Model-Driven Software Engineering Techniques인용 수 0

한 줄 요약

Emerge는 대형 모델 간 구현 등가를 확인하기 위해 필요에 따라 재작성 규칙을 합성·검증하는 e-그래프를 사용하여 수동 규칙 없이도 강건한 등가 검증을 가능하게 한다.

ABSTRACT

Verifying whether two implementations of the same large model are equivalent across frameworks is difficult in practice. Even when they realize the same computation, their graphs may differ substantially in operator decomposition, tensor layout, and the use of fused or opaque kernels, making manual rewrite rules hard to build and maintain. We present Emerge, a framework for checking Implementation Equivalence over computation graphs of large-model implementations. Instead of writing rules manually, Emerge represents the two implementations in an e-graph, infers candidate relations from execution values, and synthesizes rewrite rules on demand when existing rules are insufficient. Each synthesized rule is validated using the strongest applicable method, including SMT- based checking for symbolically tractable cases and constraint-aware randomized testing for opaque kernels, and then propagated through e-graph rebuilding to establish larger equivalences. Our current implementation targets inference computation graphs captured from HuggingFace Transformers and vLLM. Our evaluation shows that Emerge establishes equivalence for correct implementation pairs at practical cost, while also providing useful by-products for debugging: it detects 10 of 13 known implementation bugs and uncovers 8 previously unknown implementation issues that were later confirmed by developers.
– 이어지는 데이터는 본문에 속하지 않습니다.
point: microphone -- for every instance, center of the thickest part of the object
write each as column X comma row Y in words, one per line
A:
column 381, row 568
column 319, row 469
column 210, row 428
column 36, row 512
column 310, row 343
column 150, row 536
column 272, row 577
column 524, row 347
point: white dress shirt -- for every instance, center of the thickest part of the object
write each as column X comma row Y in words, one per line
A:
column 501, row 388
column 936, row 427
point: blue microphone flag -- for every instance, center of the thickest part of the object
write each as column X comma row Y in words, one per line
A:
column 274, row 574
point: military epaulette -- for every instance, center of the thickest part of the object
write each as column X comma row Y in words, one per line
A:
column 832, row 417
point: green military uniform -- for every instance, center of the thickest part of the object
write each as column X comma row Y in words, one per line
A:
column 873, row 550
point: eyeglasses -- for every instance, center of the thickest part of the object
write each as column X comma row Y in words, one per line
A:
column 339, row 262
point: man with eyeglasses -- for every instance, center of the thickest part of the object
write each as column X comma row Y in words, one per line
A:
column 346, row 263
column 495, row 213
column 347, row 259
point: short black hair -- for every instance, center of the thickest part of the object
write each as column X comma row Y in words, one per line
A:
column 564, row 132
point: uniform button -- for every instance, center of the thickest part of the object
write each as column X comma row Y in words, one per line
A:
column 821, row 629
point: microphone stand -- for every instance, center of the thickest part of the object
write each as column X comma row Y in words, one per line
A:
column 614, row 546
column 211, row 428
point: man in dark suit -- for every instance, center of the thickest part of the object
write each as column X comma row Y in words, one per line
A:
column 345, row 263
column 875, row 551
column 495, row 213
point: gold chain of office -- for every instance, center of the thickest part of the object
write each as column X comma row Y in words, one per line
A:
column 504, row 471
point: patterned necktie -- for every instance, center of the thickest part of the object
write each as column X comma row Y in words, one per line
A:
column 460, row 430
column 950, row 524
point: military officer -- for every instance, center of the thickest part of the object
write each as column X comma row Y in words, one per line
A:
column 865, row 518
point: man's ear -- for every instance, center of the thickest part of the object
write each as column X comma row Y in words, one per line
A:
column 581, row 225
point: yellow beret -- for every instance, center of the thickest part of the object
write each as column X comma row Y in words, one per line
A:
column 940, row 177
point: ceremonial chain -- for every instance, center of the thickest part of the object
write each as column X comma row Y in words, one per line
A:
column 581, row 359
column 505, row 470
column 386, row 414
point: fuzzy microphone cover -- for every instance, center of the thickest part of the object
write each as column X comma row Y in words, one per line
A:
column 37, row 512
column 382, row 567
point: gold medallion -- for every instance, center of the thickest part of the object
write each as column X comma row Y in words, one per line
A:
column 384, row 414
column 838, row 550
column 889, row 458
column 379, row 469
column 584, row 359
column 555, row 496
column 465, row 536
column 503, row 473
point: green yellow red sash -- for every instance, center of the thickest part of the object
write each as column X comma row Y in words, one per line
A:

In addition, Emerge synthesizes block-level rules that compare favorably with manually authored ones.

연구 동기 및 목표

다양한 프레임워크의 모델 구현 간 구현 등가성 문제를 동기 부여하고 형식화한다.
수동으로 작성된 재작성 규칙에 의존하지 않는 동적 규칙 합성 기반 검증 프레임워크를 제공한다.
버그 탐지, 등가성 검증, 합성된 규칙의 품질에 대한 실용적 효과를 입증한다.

제안 방법

두 구현을 하나의 e-그래프에 표현하고 점진적으로 노드-수준의 등가성을 확립한다.
실행 트레이스로부터 후보 관계를 추론하고 필요 시 보조 변환으로 그래프를 보강한다.
의미적으로 관련되지만 일치하지 않는 부분 그래프를 연결하기 위해 즉석에서 재작성 규칙을 합성하고 SMT 해결 또는 제약 인식 무작위 테스트로 이를 검증한다.
구축된 등가성을 e-그래프 재구성을 통해 확산시켜 계산 그래프의 더 큰 부분을 커버한다.
TorchDynamo에 구현하여 프로덕션 코드로부터 계산 그래프를 추출하고 Transformers 및 vLLM에서 평가한다.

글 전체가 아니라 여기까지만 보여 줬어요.